On entend souvent dire que tout ce qui se passe en Israël et en Palestine depuis le 7 octobre est de la seule faute du Hamas. Mais le conflit au Proche-Orient n’est pas né de l’attaque terroriste du Hamas. Ce conflit a une histoire longue et sanglante, au cours de laquelle la Palestine a été occupée pendant des décennies par Israël et la population arabe entre la Méditerranée et le Jourdain privée de ses droits.

Peu d’Israéliens le savent mieux que le journaliste Gideon Levy, qui couvre depuis des décennies la politique de colonisation et d’exclusion qu’Israël mène à l’égard des Palestinien·nes. Dans un entretien avec JACOBIN, il a évoqué l’histoire du conflit, la possible annexion de la Cisjordanie et ses espoirs pour la région.

 


Le 13 juillet, des dizaines de Palestinien·nes [92] ont été tué·es lors d’une attaque aérienne israélienne à Gaza, qui visait apparemment le chef militaire du Hamas, Mohammed Deif. Des images de l’attaque ont montré de grands cratères et d’énormes nuages de fumée à des endroits qu’Israël avait déclarés comme “zone sûre”. 279 Gazaouis ont été tués lors de l’opération de libération de quatre otages à Nuseirat il y a quelques semaines. La plupart étaient des civils. Le fait que le prix de cette guerre soit si élevé fait-il l’objet d’un débat au sein de l’opinion publique israélienne ?

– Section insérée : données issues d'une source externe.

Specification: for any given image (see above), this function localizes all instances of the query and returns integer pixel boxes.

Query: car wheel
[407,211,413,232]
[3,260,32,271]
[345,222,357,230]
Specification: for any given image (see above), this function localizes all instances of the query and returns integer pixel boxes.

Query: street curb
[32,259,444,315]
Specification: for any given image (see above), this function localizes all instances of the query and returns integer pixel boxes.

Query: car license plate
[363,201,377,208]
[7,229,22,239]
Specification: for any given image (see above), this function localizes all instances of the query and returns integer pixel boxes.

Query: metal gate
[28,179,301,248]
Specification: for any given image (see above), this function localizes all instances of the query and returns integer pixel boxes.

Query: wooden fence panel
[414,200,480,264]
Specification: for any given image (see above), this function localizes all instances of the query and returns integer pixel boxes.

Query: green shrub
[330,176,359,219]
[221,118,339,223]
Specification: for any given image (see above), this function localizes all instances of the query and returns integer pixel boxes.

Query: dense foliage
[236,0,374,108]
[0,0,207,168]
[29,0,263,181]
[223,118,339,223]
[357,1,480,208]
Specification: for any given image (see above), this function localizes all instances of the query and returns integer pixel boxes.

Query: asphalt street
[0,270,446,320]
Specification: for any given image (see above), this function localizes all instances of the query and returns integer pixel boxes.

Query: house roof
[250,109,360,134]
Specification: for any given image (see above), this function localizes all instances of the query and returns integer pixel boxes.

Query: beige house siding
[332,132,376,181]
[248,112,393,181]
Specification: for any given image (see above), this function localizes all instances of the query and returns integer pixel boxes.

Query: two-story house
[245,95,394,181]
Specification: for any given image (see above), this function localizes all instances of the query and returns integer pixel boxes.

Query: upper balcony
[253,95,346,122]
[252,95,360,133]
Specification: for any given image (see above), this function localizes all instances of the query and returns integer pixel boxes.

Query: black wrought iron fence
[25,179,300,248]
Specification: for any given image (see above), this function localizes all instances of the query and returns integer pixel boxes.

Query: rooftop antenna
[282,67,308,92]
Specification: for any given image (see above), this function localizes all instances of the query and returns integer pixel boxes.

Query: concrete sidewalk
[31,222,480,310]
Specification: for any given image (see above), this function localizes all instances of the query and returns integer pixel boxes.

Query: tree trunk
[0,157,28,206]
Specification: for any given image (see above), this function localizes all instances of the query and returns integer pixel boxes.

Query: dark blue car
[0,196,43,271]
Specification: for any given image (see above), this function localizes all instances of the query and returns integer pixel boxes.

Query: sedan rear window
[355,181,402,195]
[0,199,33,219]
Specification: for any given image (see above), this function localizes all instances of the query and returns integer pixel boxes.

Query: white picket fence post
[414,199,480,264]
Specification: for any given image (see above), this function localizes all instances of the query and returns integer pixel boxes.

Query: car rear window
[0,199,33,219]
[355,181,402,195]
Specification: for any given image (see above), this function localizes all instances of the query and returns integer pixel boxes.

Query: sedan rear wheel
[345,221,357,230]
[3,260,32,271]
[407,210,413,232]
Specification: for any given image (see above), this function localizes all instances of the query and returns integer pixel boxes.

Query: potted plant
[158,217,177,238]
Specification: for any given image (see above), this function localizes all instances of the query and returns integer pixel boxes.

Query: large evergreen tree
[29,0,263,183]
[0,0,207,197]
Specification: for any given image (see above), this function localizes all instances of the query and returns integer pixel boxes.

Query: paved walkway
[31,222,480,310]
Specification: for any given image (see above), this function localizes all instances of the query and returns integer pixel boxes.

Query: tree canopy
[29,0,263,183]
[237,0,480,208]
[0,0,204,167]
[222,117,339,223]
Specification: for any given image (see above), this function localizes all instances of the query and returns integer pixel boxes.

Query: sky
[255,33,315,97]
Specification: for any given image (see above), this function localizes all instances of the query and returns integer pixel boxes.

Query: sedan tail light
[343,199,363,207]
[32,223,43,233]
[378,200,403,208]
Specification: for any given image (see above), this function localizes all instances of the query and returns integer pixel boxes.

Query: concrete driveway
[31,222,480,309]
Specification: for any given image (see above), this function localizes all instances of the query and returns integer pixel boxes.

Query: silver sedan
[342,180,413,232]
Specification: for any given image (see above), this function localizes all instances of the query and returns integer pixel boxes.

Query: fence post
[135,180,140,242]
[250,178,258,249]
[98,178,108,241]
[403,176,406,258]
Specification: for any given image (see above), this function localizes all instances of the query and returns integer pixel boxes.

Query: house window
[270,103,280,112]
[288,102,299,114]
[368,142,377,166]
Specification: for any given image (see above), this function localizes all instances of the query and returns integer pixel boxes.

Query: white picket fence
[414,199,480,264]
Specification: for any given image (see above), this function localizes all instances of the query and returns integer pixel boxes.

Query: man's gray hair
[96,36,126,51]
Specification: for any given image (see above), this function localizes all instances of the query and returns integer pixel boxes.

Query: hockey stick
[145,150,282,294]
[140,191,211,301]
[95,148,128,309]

Non, pas du tout. Je peux te garantir que s’il n’y avait pas eu 200 morts à Nuseirat, mais 2.000, cela aurait quand même été justifié pour la plupart des gens en Israël. À leurs yeux, Israël a le droit de faire ce qu’il veut après le 7 octobre. Et ce n’est pas au monde de nous imposer des limites. C’est la façon de penser. Bien sûr, il y a des gens qui voient les choses différemment. Mais ils sont une petite minorité et ont peur d’élever la voix. La plupart des Israéliens justifieraient en ce moment toute agression contre la population palestinienne. Dans n’importe quelle proportion.



Maternité
, par Malak Mattar

De nombreux objectifs déclarés de la guerre - comme la libération des otages ou la destruction du Hamas - ont à peine été atteints après neuf mois. L’opinion publique israélienne ne doute-t-elle pas de la poursuite de l’effusion de sang à Gaza ?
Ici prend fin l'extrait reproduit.